Well, I'm not sure, but maybe new xorg-server won't be ported to our FreeBSD until the KMS&GEM stuff is done. So, don't worry, just wait or contribute to it if you can. I believe the FreeBSD guys very much.


----------



## decke (Mar 10, 2011)

miwi is currently working on bringing Xorg to 7.6 so yes there will be some call for testers with xorg-server 1.9.4 in the near future. That does not directly depend on the KMS work because we can disable KMS in the Xorg ports for now.


----------



## DutchDaemon (Mar 10, 2011)

Latest news I heard from miwi@



> Good news! I just got the new dri/drm to work on FreeBSD. I also finally got xorg-server 1.9.3 and xorg-server 1.10.0 working too! The bad news about dri update is, it builds only with USE_GCC 4.5.. Hope someone like to backport it.
> http://people.freebsd.org/~miwi/xorg76/xorg-server-1.9.3.png


----------



## troberts (Mar 10, 2011)

*xorg-server 1.8.x*

What about xorg-server 1.8.x or is it one of those releases that people acknowledge exists, but speak of in whispered tones?


----------



## DutchDaemon (Mar 10, 2011)

I don't think anyone is working on the intermediate release, no.


----------



## vityan (Mar 18, 2011)

I've made the respective ports of Xorg 1.9.4 and recently 1.10.0 coupled with Mesa 7.10.

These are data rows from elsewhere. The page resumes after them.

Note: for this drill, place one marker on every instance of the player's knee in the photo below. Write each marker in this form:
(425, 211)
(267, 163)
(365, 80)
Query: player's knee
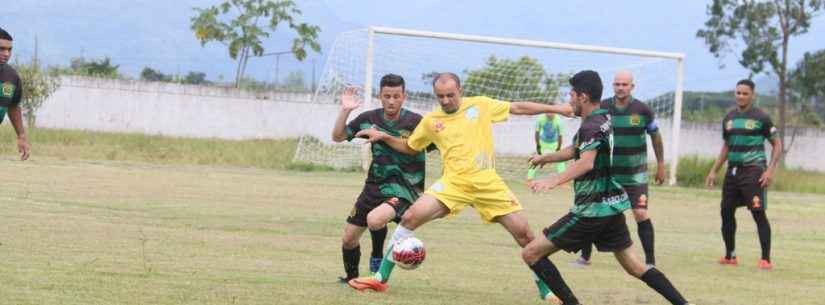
(375, 222)
(640, 215)
(530, 255)
(349, 242)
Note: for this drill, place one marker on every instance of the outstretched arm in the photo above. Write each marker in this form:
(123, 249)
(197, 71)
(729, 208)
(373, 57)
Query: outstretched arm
(529, 108)
(16, 117)
(349, 102)
(578, 168)
(710, 180)
(374, 135)
(559, 156)
(776, 154)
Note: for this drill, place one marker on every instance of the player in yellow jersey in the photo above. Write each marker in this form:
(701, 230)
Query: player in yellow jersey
(462, 130)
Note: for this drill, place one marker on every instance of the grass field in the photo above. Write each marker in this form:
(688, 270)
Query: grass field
(126, 232)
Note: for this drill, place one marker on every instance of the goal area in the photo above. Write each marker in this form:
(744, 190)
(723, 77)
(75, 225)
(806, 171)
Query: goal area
(507, 69)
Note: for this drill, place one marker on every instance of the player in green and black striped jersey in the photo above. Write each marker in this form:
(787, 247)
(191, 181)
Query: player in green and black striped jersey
(632, 120)
(11, 93)
(394, 179)
(745, 130)
(597, 215)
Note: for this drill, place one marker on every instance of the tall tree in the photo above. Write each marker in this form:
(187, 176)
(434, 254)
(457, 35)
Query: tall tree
(242, 24)
(766, 28)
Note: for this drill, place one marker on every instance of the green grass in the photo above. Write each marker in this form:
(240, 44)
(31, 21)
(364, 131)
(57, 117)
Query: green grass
(106, 232)
(84, 145)
(693, 170)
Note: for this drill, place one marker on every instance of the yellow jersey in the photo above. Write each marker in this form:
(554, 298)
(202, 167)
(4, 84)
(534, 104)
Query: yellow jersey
(464, 138)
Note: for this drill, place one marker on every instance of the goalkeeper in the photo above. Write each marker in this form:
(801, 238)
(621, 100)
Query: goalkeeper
(394, 179)
(462, 130)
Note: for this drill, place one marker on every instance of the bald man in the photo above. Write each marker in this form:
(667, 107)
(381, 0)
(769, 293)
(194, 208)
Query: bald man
(462, 130)
(631, 119)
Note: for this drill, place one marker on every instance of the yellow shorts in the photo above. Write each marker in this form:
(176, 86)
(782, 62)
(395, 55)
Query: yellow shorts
(487, 193)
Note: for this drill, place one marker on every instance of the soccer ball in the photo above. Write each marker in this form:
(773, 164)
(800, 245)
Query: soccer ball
(408, 253)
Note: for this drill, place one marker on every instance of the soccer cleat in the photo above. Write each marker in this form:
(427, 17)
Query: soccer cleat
(580, 262)
(364, 283)
(375, 264)
(552, 299)
(728, 261)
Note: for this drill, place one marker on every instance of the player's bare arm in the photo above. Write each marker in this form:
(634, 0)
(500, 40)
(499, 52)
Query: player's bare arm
(710, 180)
(776, 154)
(16, 118)
(530, 108)
(349, 102)
(559, 156)
(373, 135)
(578, 168)
(659, 150)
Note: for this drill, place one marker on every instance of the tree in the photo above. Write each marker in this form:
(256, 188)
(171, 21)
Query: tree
(37, 87)
(243, 34)
(766, 28)
(102, 68)
(196, 78)
(523, 79)
(152, 75)
(808, 78)
(295, 81)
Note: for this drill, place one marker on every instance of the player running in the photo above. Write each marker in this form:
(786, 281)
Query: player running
(462, 131)
(745, 130)
(597, 215)
(394, 180)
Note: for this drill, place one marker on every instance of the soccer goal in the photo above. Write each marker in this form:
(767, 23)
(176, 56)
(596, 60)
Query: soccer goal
(503, 68)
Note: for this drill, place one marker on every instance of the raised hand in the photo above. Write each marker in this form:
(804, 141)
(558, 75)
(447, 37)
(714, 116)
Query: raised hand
(350, 99)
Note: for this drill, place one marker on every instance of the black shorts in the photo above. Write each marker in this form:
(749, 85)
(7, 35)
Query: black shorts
(742, 188)
(370, 198)
(638, 195)
(571, 233)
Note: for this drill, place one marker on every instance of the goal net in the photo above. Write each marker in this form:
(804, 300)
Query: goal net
(501, 68)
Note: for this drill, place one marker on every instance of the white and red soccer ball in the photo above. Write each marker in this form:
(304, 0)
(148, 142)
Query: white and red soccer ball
(408, 253)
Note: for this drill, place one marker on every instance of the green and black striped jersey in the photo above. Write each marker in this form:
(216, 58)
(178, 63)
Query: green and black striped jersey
(745, 134)
(394, 173)
(631, 125)
(597, 194)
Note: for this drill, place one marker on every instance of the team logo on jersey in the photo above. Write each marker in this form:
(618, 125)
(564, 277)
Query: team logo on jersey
(438, 126)
(635, 120)
(471, 113)
(643, 200)
(8, 89)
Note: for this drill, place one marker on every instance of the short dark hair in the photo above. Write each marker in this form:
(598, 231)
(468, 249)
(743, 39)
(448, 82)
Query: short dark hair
(449, 75)
(392, 80)
(5, 35)
(588, 82)
(748, 83)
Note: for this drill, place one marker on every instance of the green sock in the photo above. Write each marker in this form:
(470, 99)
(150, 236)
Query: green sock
(531, 173)
(387, 264)
(544, 291)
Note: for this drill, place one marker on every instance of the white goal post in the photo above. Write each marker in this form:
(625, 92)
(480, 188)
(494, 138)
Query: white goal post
(373, 61)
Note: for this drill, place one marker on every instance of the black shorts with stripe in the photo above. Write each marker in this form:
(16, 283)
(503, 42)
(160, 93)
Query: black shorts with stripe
(742, 188)
(571, 233)
(370, 198)
(638, 195)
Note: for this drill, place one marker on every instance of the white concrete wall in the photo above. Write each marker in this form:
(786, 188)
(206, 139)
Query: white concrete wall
(210, 112)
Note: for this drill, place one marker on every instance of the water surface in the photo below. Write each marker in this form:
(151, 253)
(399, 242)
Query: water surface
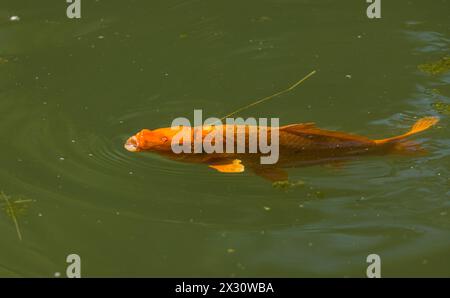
(72, 91)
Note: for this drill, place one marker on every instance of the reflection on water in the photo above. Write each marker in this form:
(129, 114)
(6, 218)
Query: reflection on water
(72, 92)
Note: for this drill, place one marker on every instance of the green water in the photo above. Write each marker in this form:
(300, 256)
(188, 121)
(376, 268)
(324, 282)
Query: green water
(72, 91)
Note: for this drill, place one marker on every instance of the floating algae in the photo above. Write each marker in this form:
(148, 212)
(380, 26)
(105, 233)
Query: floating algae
(286, 184)
(436, 67)
(13, 209)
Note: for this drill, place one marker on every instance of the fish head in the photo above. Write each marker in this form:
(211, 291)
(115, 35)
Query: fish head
(148, 140)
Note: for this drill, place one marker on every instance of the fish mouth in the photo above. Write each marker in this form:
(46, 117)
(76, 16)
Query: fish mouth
(132, 144)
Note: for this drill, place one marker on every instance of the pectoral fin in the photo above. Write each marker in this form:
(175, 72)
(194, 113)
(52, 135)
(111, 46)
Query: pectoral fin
(234, 166)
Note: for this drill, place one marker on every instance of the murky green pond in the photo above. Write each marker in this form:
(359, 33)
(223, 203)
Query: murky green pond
(73, 90)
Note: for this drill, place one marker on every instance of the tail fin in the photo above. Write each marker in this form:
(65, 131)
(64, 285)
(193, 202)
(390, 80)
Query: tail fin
(421, 125)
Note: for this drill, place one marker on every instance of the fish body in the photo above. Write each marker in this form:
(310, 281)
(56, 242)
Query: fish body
(299, 145)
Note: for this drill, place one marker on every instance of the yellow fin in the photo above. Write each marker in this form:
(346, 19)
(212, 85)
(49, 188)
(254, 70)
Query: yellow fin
(421, 125)
(234, 167)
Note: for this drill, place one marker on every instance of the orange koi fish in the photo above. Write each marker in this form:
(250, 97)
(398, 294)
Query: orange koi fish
(299, 145)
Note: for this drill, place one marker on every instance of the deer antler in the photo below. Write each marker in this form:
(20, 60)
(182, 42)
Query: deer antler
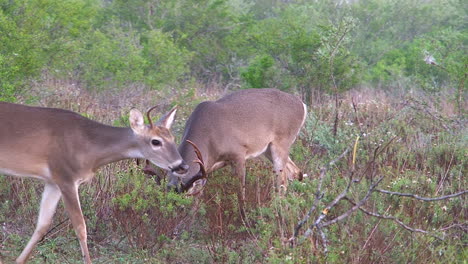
(149, 117)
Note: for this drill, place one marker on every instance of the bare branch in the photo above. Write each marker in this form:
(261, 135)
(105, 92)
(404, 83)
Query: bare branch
(356, 206)
(427, 199)
(318, 194)
(324, 239)
(396, 220)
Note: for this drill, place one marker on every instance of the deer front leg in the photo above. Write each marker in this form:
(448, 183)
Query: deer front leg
(239, 170)
(278, 154)
(50, 198)
(72, 205)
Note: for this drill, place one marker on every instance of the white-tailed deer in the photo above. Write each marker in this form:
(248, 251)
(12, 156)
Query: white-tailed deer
(64, 149)
(239, 126)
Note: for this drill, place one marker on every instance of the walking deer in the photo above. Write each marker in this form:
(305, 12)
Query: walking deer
(240, 126)
(64, 149)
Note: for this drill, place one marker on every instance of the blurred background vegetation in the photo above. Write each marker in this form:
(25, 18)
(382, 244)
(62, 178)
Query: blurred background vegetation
(300, 46)
(385, 70)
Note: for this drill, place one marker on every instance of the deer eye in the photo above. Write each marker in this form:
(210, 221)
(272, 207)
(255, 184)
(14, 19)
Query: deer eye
(156, 142)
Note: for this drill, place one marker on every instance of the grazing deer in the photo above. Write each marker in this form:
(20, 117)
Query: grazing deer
(64, 149)
(240, 126)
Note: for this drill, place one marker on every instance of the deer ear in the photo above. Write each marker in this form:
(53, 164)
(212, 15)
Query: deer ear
(137, 122)
(167, 120)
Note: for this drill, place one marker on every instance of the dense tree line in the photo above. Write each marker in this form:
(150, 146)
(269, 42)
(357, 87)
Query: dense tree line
(303, 46)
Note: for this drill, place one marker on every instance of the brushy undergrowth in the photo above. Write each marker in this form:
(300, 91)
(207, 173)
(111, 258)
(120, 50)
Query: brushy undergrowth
(133, 219)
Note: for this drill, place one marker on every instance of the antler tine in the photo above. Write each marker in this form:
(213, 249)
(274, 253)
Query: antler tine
(148, 115)
(199, 159)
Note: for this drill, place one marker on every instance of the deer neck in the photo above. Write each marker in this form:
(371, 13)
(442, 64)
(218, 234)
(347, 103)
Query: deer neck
(112, 144)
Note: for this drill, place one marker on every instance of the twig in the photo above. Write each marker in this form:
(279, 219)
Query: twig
(396, 220)
(324, 239)
(318, 195)
(371, 235)
(356, 206)
(427, 199)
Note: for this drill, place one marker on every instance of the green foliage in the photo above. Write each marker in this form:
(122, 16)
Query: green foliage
(258, 73)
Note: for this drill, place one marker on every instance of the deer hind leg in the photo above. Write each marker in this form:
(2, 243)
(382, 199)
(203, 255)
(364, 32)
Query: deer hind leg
(50, 198)
(73, 207)
(238, 166)
(292, 171)
(278, 154)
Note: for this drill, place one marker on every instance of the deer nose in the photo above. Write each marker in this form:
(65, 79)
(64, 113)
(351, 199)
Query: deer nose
(181, 169)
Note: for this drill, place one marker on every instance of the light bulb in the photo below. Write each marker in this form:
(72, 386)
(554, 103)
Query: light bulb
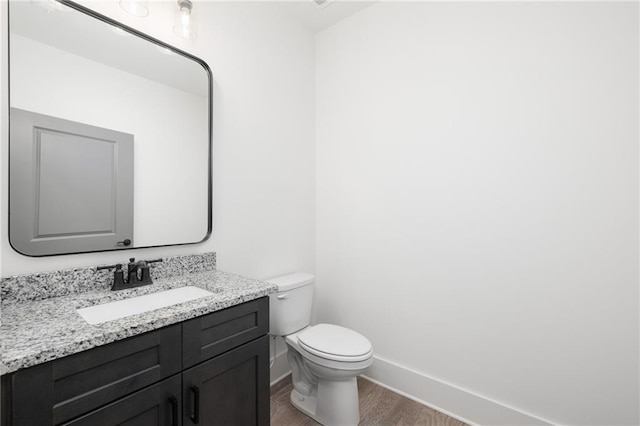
(184, 22)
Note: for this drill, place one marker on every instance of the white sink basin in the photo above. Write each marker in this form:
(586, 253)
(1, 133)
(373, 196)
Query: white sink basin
(136, 305)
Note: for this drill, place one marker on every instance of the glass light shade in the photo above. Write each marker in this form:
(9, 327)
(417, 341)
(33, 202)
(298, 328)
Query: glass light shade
(138, 8)
(184, 26)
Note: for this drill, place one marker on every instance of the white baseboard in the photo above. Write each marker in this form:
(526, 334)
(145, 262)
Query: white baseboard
(280, 368)
(451, 400)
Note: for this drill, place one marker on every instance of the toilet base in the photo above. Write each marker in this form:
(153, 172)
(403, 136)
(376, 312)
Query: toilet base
(338, 403)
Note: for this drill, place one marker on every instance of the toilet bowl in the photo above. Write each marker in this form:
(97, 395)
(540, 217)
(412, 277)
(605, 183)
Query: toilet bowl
(325, 359)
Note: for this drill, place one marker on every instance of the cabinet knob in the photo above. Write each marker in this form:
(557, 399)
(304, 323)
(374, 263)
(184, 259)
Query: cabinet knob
(195, 413)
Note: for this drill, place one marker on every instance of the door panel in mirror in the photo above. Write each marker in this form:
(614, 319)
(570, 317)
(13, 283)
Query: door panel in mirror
(70, 64)
(73, 185)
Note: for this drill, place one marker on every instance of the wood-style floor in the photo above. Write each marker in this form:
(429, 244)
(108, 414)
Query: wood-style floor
(378, 406)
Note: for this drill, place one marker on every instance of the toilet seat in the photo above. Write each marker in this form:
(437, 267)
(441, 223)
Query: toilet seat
(335, 343)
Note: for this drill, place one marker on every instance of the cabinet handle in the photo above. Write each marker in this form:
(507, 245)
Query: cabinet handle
(174, 410)
(195, 414)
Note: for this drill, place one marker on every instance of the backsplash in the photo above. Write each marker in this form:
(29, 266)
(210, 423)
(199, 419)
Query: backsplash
(43, 285)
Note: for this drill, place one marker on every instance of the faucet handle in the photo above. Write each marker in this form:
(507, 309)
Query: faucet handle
(118, 276)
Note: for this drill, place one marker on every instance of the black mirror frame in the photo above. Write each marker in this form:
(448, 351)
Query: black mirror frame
(157, 42)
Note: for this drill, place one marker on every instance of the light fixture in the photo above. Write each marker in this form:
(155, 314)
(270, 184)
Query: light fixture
(184, 26)
(139, 8)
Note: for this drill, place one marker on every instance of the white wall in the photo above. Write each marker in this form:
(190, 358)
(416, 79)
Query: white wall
(477, 199)
(262, 63)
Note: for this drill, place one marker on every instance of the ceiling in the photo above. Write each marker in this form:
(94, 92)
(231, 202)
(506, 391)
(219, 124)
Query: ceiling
(319, 18)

It's working fine on my notebook with Radeon HD 5470 (Evergreen) with xf86-video-ati 1.14.1 custom port. However no DRI because DRI for Evergreen and newer cards requires KMS, which is not yet available in FreeBSD.

Mesa, Xorg, 9-CURRENT world and kernel (with GCC46/Binutils 2.21 support patches) are all built using custom lang/gcc46 with my FreeBSD patches with -march=corei7.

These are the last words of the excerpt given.